MCMC on zero measure sets
Simulating a bivariate normal under the constraint (or conditional to the fact) that x²-y²=1 (a non-linear zero measure curve in the 2-dimensional Euclidean space) is not that easy: if running a random walk along that curve (by running a random walk on y and deducing x as x²=y²+1 and accepting with a Metropolis-Hastings ratio based on the bivariate normal density), the outcome differs from the target predicted by a change of variable and the proper derivation of the conditional. The above graph resulting from the R code below illustrates the discrepancy!
targ=function(y){ exp(-y^2)/(1.52*sqrt(1+y^2))} T=10^5 Eps=3 ys=xs=rep(runif(1),T) xs[1]=sqrt(1+ys[1]^2) for (t in 2:T){ propy=runif(1,-Eps,Eps)+ys[t-1] propx=sqrt(1+propy^2) ace=(runif(1)<(dnorm(propy)*dnorm(propx))/ (dnorm(ys[t-1])*dnorm(xs[t-1]))) if (ace){ ys[t]=propy;xs[t]=propx }else{ ys[t]=ys[t-1];xs[t]=xs[t-1]}}
If instead we add the proper Jacobian as in
ace=(runif(1)<(dnorm(propy)*dnorm(propx)/propx)/ (dnorm(ys[t-1])*dnorm(xs[t-1])/xs[t-1]))
the fit is there. My open question is how to make this derivation generic, i.e. without requiring the (dreaded) computation of the (dreadful) Jacobian.
November 19, 2017 at 1:36 am
A little late, but this may be of interest?
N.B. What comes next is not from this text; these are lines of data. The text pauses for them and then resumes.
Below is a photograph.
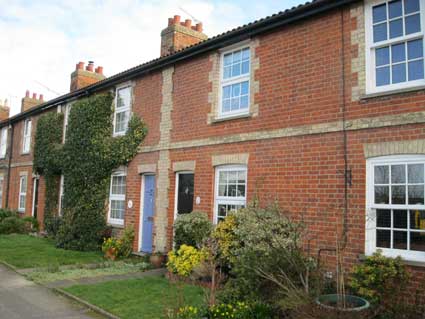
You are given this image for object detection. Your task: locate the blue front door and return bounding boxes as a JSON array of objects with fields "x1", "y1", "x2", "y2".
[{"x1": 141, "y1": 175, "x2": 155, "y2": 253}]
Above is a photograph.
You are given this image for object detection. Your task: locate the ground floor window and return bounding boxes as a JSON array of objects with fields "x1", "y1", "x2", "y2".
[
  {"x1": 366, "y1": 155, "x2": 425, "y2": 262},
  {"x1": 108, "y1": 173, "x2": 126, "y2": 225},
  {"x1": 215, "y1": 165, "x2": 247, "y2": 223},
  {"x1": 18, "y1": 175, "x2": 28, "y2": 212}
]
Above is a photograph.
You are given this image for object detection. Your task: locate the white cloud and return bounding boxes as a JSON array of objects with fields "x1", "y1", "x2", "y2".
[{"x1": 0, "y1": 0, "x2": 294, "y2": 114}]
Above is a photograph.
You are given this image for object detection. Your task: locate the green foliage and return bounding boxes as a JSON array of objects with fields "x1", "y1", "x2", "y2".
[
  {"x1": 34, "y1": 94, "x2": 147, "y2": 250},
  {"x1": 167, "y1": 244, "x2": 208, "y2": 277},
  {"x1": 174, "y1": 212, "x2": 212, "y2": 249},
  {"x1": 213, "y1": 205, "x2": 314, "y2": 308},
  {"x1": 102, "y1": 227, "x2": 134, "y2": 258},
  {"x1": 0, "y1": 209, "x2": 38, "y2": 234},
  {"x1": 33, "y1": 112, "x2": 63, "y2": 230},
  {"x1": 350, "y1": 252, "x2": 409, "y2": 305}
]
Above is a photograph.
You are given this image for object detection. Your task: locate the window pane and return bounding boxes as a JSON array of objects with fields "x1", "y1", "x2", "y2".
[
  {"x1": 376, "y1": 229, "x2": 391, "y2": 248},
  {"x1": 373, "y1": 3, "x2": 387, "y2": 23},
  {"x1": 393, "y1": 231, "x2": 407, "y2": 249},
  {"x1": 407, "y1": 164, "x2": 424, "y2": 183},
  {"x1": 393, "y1": 210, "x2": 407, "y2": 229},
  {"x1": 373, "y1": 23, "x2": 387, "y2": 42},
  {"x1": 407, "y1": 39, "x2": 423, "y2": 60},
  {"x1": 391, "y1": 165, "x2": 406, "y2": 184},
  {"x1": 376, "y1": 67, "x2": 390, "y2": 86},
  {"x1": 410, "y1": 210, "x2": 425, "y2": 230},
  {"x1": 409, "y1": 185, "x2": 424, "y2": 205},
  {"x1": 391, "y1": 186, "x2": 406, "y2": 205},
  {"x1": 404, "y1": 0, "x2": 419, "y2": 14},
  {"x1": 375, "y1": 186, "x2": 389, "y2": 204},
  {"x1": 376, "y1": 47, "x2": 390, "y2": 66},
  {"x1": 375, "y1": 166, "x2": 389, "y2": 184},
  {"x1": 410, "y1": 232, "x2": 425, "y2": 251},
  {"x1": 391, "y1": 43, "x2": 406, "y2": 63},
  {"x1": 390, "y1": 19, "x2": 403, "y2": 39},
  {"x1": 376, "y1": 209, "x2": 391, "y2": 228},
  {"x1": 393, "y1": 63, "x2": 406, "y2": 83},
  {"x1": 406, "y1": 14, "x2": 421, "y2": 34},
  {"x1": 409, "y1": 60, "x2": 424, "y2": 81}
]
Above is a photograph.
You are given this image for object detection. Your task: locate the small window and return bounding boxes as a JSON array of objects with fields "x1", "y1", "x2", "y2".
[
  {"x1": 215, "y1": 166, "x2": 247, "y2": 222},
  {"x1": 18, "y1": 175, "x2": 27, "y2": 212},
  {"x1": 0, "y1": 176, "x2": 4, "y2": 208},
  {"x1": 58, "y1": 175, "x2": 64, "y2": 216},
  {"x1": 366, "y1": 0, "x2": 425, "y2": 93},
  {"x1": 219, "y1": 47, "x2": 251, "y2": 117},
  {"x1": 22, "y1": 120, "x2": 32, "y2": 154},
  {"x1": 114, "y1": 86, "x2": 131, "y2": 135},
  {"x1": 367, "y1": 156, "x2": 425, "y2": 261},
  {"x1": 0, "y1": 127, "x2": 7, "y2": 158},
  {"x1": 108, "y1": 173, "x2": 126, "y2": 225}
]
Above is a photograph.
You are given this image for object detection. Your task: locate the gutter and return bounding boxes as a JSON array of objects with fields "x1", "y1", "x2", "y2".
[{"x1": 0, "y1": 0, "x2": 361, "y2": 127}]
https://projecteuclid.org/euclid.imsc/1379942050
March 26, 2014 at 6:14 pm
This may be obvious to everyone else reading this, but I want to type it just to make sure I’m thinking it out correctly.
The problem is that, while the the proposal jumps are symmetric in “y”, they are not symmetric along the curve that you are sampling from, correct? Because the line integral along the path is not the same length for equal length segments in “y”, drawing a uniform point from y +/- EPS is not equivalent to drawing a uniform point centered at the current point on the x^2-y^2=1 line.
To properly adjust for sampling along the curve, you would want to parameterize the curve in terms of x(t) and y(t), draw a random length from L = runif(-EPS,+EPS), and solve (for T*):
L = line integral( sqrt(dx^2+dy^2)dt) from “current point” to T*
Then get x and y from x(t), y(t)
I think this would be uglier than just doing the variable transformation however…..
(feel free to tell me Im wrong, confusing, or just stating the obvious though)
March 26, 2014 at 9:57 pm
On the contrary Mike, I find your explanation completely to the point and most helpful! Using a random walk in the wrong space or with respect to the wrong dominating measure kills the validation of the simplified Metropolis step. The random walk one should use need keep invariant the measure on the curve, as you mention. Thank you!
March 28, 2014 at 9:51 am
Interestingly enough, while I would think the approach I hinted at up there should work, it doesn’t appear to upon testing it out.
The approach I mean is to draw a length L from a symmetric proposal distribution, then find the (propx,propy) pair that correspond to that move from the current point (x,y).
This should lead to a symmetric move that still satisfies the other conditions of MCMC. Unfortunately, unless I am doing something wrong in implementation, it still fails to return the right distribution for the problem above.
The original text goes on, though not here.